Lalu bagaimana dengan kesibukanku kini yang mungkin juga turut andil atas sakitku. Memang tidak dapat dipungkiri tidak lama dalam masa kerjaku, aku harus DL ke NTB jarak yang begitu jauh dan asing untuk ukuran aku yang baru, dan itu bertepatan dengan bulan ramadhan, tidak berselang harus lpj ke bogor, dan tidak berselang juga harus pergi ke Palembang yang begitu menyita banyak tenaga, end then gempa menyusul meluluhlantakan negeriku yang menjadi start awal dari sakitku.Lelah lahir bathin.

Satu hal yang mungkin terlupakan, adalah sunnatullah. Tidak selamanya kita sehat, pasti ada sakitnya. Begitu juga sebaliknya.

Tetapi sudahlah, kembali ke bahasan awal. Sungguh ketika istirahat sakit, tidak ada yang lain yang bisa ku lakukan. Sakit yang telah membuatku berhenti dari semua rutinitas kerjaku, membuat orang tuaku dan seluruh keluarga resah harus ku jalani dengan berbaring diam. Karena itulah kata dokter, istirahat total dengan berbaring, berdiri hanya untuk aktivitas sholat, makan, dan ke toilet. Mengkonsumsi makanan yang lunak, tidak pedas, tidak berbumbu, tidak keras, dan lain-lain. Jika tidak, usus dipaksakan untuk bekerja dan itu berbahaya, membuat usus rusak. Sungguh hal yang berat bagiku yang tidak biasa diam.


Tetapi sungguh di balik semua ini, ku coba untuk menata hati memetik hikmah dari setiap kejadian ini,

pertama, dengan sakit aku begitu memahami betapa besarnya nikmat sehat, dengan begitu untuk selanjutnya mudah-mudahan aku akan menjaga makanan/nutrisi, pikiran lebih ditata, dan istirahat yang cukup.
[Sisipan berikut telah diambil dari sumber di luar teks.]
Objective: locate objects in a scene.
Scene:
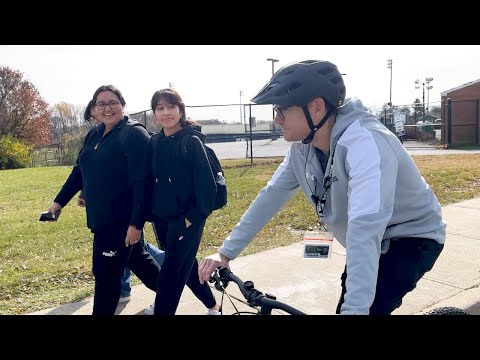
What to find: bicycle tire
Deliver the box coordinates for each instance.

kedua, ketika sakit mulai dari kejadian awal gempa sampai kondisi penyembuhanku secara bergantian semua kakakku pulang dari seberang. Mungkin bukan spesial untukku mereka pulang, tetapi sungguh ketika sakit, berada di rumah kerinduan yang begitu lama terpuaskan dengan tanpa batas.

Ketiga, aku harus bisa menerima kenyataan dengan kondisi kerjaku sekarang. Bekerja sesuai kebutuhan kantor. Bekerja ikhlas dan sungguh-sungguh. Insya Allah ini yang terbaik bagiku.
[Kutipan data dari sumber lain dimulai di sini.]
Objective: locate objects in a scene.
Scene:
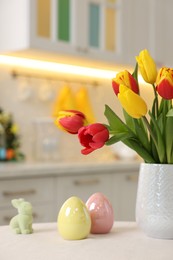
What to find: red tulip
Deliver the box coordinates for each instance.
[78,123,109,155]
[55,110,86,134]
[112,70,139,95]
[156,68,173,99]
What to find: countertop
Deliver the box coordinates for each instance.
[0,160,140,179]
[0,222,173,260]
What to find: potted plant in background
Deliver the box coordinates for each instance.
[55,50,173,239]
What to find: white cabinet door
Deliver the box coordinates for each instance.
[57,174,112,212]
[150,0,173,67]
[112,172,138,221]
[0,0,141,64]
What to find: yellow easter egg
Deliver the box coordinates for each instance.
[57,196,91,240]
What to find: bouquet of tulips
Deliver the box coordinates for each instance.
[55,50,173,164]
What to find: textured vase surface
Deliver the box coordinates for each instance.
[136,163,173,239]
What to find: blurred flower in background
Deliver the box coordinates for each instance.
[0,108,24,161]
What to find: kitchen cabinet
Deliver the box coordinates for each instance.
[149,0,173,68]
[0,0,143,64]
[57,173,113,208]
[112,171,138,221]
[0,162,139,225]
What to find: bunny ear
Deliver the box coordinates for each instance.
[11,198,24,208]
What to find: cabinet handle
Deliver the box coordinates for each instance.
[73,179,100,186]
[126,175,138,182]
[2,189,36,197]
Keempat, sakit ini ujian untuk menguji kesabaranku. Kenapa demikian, ketika sakit ku harus sabar menahan, ketika bosan ku harus sabar menghibur diri, dan ketika ingin sekali beraktifitas dokter dan kondisi belum mengizinkan.
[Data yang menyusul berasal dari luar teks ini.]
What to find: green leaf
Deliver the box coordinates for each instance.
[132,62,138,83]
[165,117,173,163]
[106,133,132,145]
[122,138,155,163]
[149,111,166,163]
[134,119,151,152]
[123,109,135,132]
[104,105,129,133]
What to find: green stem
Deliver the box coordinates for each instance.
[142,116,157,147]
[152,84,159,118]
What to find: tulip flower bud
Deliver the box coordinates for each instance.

Kelima, mengajarkan untuk lebih peduli. Ketika sakit sungguh ku begitu ingin diperhatikan, ingin lebih disayangi,ingin dimanja, dll.

Insya Allah banyak hikmah dari semua ini, dan satu hal yang ku yakini sampai hari ini pasti ada hikmah yang lebih indah dibalik ini yang akan diturunkan oleh Allah Subhannahu Wa' Ta'ala untuk ku. Semoga hikmah itu ku raih. Aamiin.

11/15/2009

Sabar

Kesabaran merupakan salah satu induk dari akhlak terpuji seperti yang diutarakan oleh M. Anis Matta dalam bukunya Membentuk Karakter Cara Islam.

Dalam aplikasinya, kesabaran akan melahirkan sifat yang tenang, konsisten, pengendalian diri, lembut, santun, dan mampu menjaga rahasia.

Selain itu dalam Al-Qur'an jelas dinyatakan selain sholat, sabar adalah sebaik-baik penolong. Demikian juga sabar juga menunjukkan kualitas iman seseorang, karena sabar adalah salah satu sifat orang beriman.

Semoga Allah membimbing kita menjadi orang yang sabar, senantiasa berkumpul dengan orang yang sabar. Aamiin.